You know that Friday feeling? The one you have as you and your fellow commuters head into work in jeans. That feeling as you treat yourself to a mocha-frappe-fluff-achino, extra hot, extra whip, and hell yes, definitely put shaved chocolate on that because it's Friday and you deserve it.

And that feeling in the workplace, where people are friendlier, chat about the upcoming weekend while collaborating on a project deadline. The feeling that makes you put on some fun music while you take a few minutes to sort out your desk and deal with piles, folders, filing, and those sticky notes of scribbles that need entering in your task list. Yeah, that feeling. That's the Friday feeling I'm talking about.

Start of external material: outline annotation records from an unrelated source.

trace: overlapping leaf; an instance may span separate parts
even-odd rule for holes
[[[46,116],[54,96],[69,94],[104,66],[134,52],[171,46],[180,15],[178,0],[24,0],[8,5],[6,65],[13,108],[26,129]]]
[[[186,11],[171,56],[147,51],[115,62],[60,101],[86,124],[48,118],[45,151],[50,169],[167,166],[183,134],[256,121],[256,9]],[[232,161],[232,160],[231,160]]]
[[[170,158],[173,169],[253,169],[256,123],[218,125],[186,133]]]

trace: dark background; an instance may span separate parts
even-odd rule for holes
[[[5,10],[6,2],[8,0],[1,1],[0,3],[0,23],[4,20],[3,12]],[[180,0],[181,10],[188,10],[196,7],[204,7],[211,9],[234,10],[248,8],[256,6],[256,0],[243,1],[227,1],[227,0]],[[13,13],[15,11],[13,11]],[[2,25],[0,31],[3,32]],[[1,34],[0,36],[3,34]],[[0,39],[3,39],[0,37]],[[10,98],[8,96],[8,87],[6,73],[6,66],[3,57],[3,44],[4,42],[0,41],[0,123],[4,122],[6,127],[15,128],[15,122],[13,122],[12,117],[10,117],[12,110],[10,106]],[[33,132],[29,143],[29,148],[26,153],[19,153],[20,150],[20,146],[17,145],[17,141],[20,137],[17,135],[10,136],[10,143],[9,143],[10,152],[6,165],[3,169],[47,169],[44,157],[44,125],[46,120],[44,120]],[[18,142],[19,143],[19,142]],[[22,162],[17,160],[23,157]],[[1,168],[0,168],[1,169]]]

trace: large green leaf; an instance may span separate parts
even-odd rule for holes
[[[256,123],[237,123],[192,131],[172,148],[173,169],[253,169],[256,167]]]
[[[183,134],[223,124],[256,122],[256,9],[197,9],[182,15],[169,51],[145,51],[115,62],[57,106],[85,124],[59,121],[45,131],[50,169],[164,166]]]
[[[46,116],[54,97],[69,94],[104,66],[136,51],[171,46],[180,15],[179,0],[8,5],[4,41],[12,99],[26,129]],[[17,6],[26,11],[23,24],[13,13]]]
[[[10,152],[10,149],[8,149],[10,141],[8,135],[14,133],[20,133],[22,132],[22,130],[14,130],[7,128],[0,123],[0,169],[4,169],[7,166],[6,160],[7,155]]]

So I have to ask - what is it about Fridays? You get things done, people are a bit lighter and more fun, and you just feel more happy and comfortable. And everything just seems to flow seamlessly. You can get stuff accomplished and still manage to tear out the door a little earlier to start your weekend.

Why is that? Is it the jeans? The treat from Starbucks? The idea that the work week is almost over and the weekend is almost there? Are people are more collegial because they have a line of sight on happy hour on a patio? Yes. Exactly. Sort of. Almost, and most definitely.

Here's where I'm going with this: Fridays are when we let our true selves out of their boxes. We are just downright more comfortable on Fridays, and it's not necessarily the jeans or the promise of happy hour. It's because we are more authentic on Fridays than any other workday.

We are kinder to ourselves, giving ourselves those little rewards and allowances. We are kinder to others. We let our humour show a bit, joking with the guy in line next to you at Starbucks or shooting an office-appropriate (or not) zinger to a colleague via email. We allow our authentic selves to shine and everything just clicks together fairly effortlessly.

I'm not suggesting we need to wear a uniform of jeans to the office five days a week or become overnight Gold Card holders at Starbucks from a steady diet of fluffy coffees. What I am suggesting, however, is we be kind to ourselves and one another, and we let down those barriers that hide our true selves, which by the way, are the selves that are more effective than their restrained counterparts. What I am suggesting, is that five days a week (and even on weekends if you feel so inclined) we strive to keep it real. Try it as an experiment and see what happens. You might be surprised.